Abstract blue and white swirl

High-Dimensional Machine Learning Models for Forecasting Equity Returns

Event Details

Tuesday, April 27 2021
11:30am-12:30pm Eastern Time (ET)


Zhenming Liu
Assistant Professor in Computer Science, College of William & Mary

Bio: Zhenming Liu is an Assistant Professor in the Computer Science Department in the College of William & Mary. He received his PhD from Harvard in 2012, worked as a postdoc in Princeton University, and as a quant researcher for Two Sigma Investment before returning to academics. His primary interests are developing machine learning algorithms for high-dimensional and low signal-to-noise datasets and developing scalable (learning) systems. He is a recipient of an Rutherford Visiting Fellowship from the Alan Turing Institute in London. His works have received a best paper award from FAST 2019, a best data science paper award from SDM 2019, and a best paper runner-up award from INFOCOM 2015.

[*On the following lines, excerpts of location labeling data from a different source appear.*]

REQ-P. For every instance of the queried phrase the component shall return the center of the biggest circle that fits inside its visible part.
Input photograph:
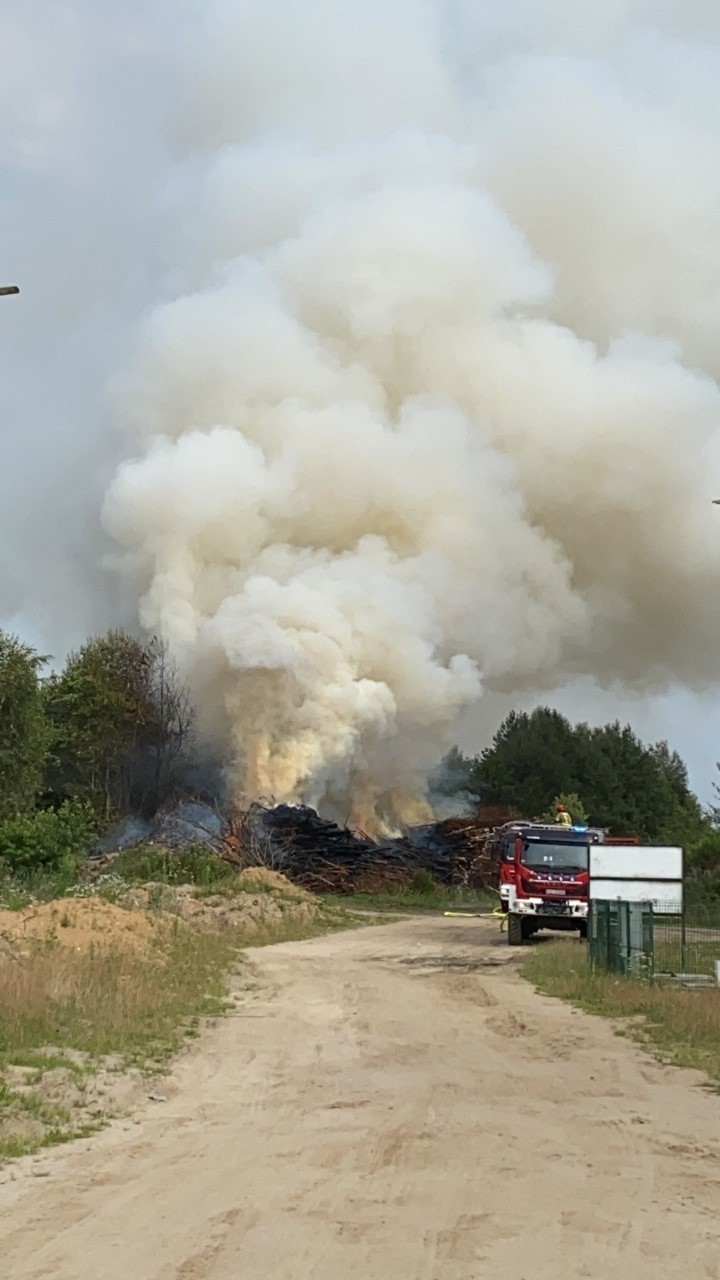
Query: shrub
(48, 840)
(191, 864)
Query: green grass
(114, 1009)
(678, 1025)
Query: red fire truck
(543, 876)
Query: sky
(370, 356)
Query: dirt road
(392, 1104)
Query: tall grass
(115, 1008)
(679, 1025)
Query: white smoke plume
(428, 403)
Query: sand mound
(80, 923)
(264, 878)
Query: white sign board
(638, 873)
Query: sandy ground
(392, 1104)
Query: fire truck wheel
(515, 931)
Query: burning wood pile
(323, 856)
(317, 853)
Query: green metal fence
(662, 944)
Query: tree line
(606, 773)
(110, 734)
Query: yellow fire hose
(497, 913)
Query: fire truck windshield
(556, 858)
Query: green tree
(625, 785)
(121, 721)
(529, 762)
(23, 731)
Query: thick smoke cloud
(424, 401)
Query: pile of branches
(323, 856)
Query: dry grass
(680, 1027)
(81, 1024)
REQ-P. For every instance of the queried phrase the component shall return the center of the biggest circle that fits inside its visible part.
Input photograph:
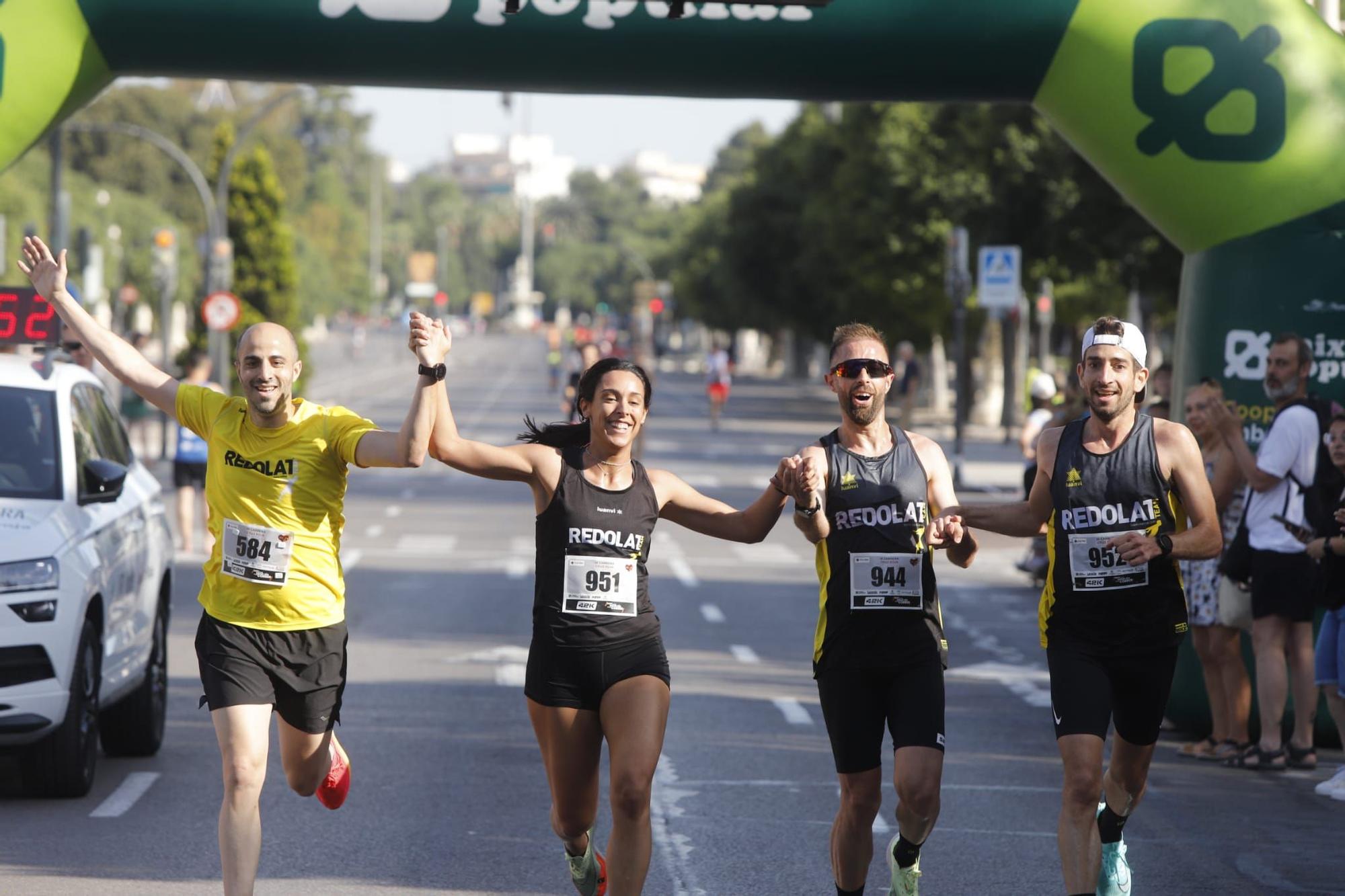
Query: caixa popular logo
(1239, 67)
(598, 14)
(1246, 352)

Abstract: This talk will describe building machine learning models for equity returns. The goal is to forecast the future returns of all stocks in a specific universe, like the S&P 500 or the Russell 3000 Index, by using the so-called “cross-asset” models, in which one stock’s feature is used to predict another stock’s future return (e.g., using Google’s trading activities to forecast Facebook’s return). A tension exists between overfitting and needing to use non-linear models: there’s a desire for the model to be simple; otherwise, it would suffer from overfitting, but there’s also a desire for the model to be complex (non-linear) so that it could properly capture complex feature interactions.

Liu will describe two models to address this tension. He starts by examining a linear low-rank model, in which the number of features can be significantly larger than the number of observations. In this setting, standard low-rank methods such as reduced rank regression or nuclear-norm based regularizations fail to work, so he designs a simple and provably optimal algorithm under a mild average case assumption over the features, and tests it on an equity dataset. Next, he develops a more advanced, semi-parametric model that enables him to decouple the overfitting problem from the non-linear learning problem so that he can orchestrate high-dim techniques to learn stock-interactions and modern machine learning algorithms to learn non-linear feature-interactions.

Liu also will briefly explain the challenge he faces in developing equity return models in an academic setting, and why these models may/may not work in live trading.